How we uncovered the identity of popular spyware makers - pnevmatico
https://medium.com/@pnevmatico/who-are-the-hacked-spyware-peddlers-68c114c3c285
======
buro9
> The UK address. 145-157 St John Street, London, EC1V 4PY. According to a BBC
> report, this is the address used by a company which sells its use as a
> registered office address. Because there does not seem to be an obligation
> to check that users of the service are legitimate companies, criminals are
> attracted to it. According to the BBC, the address is in common use among
> fake companies operating "boiler room" fake share scams.

That is the old address for Companies Made Simple:
[http://www.companiesmadesimple.com/](http://www.companiesmadesimple.com/)

They handle all kinds of services for tens of thousands of companies in the
UK, from registration, to registered address and mail forwarding.

I know this, because I used them for my startup to handle the registered
address. This is because official mail has to go somewhere and the address is
a matter of public record. We were in a co-working space at the time and knew
that we would move on when the time came, it's an annoyance to go around
updating the registered address and unprofessional to have a co-working space
as one.

That Companies Made Simple is used by bad actors isn't going to be a surprise,
bad actors use nearly all service providers.

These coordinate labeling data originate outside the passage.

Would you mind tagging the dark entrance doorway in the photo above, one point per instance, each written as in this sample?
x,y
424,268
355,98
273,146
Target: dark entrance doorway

They are the largest provider of registered address services in the UK, it's
not a surprise that the address is in "common use". That ignores the fact that
the number of legitimate businesses that use the address vastly outnumber the
illegitimate.

I dislike Companies Made Simple having used them (they nearly shredded our
investors SEIS certs because they didn't regard them as "official government
communication"), but it's probably defamation to imply that companies using
the address are not legitimate just because some small sample of them are not.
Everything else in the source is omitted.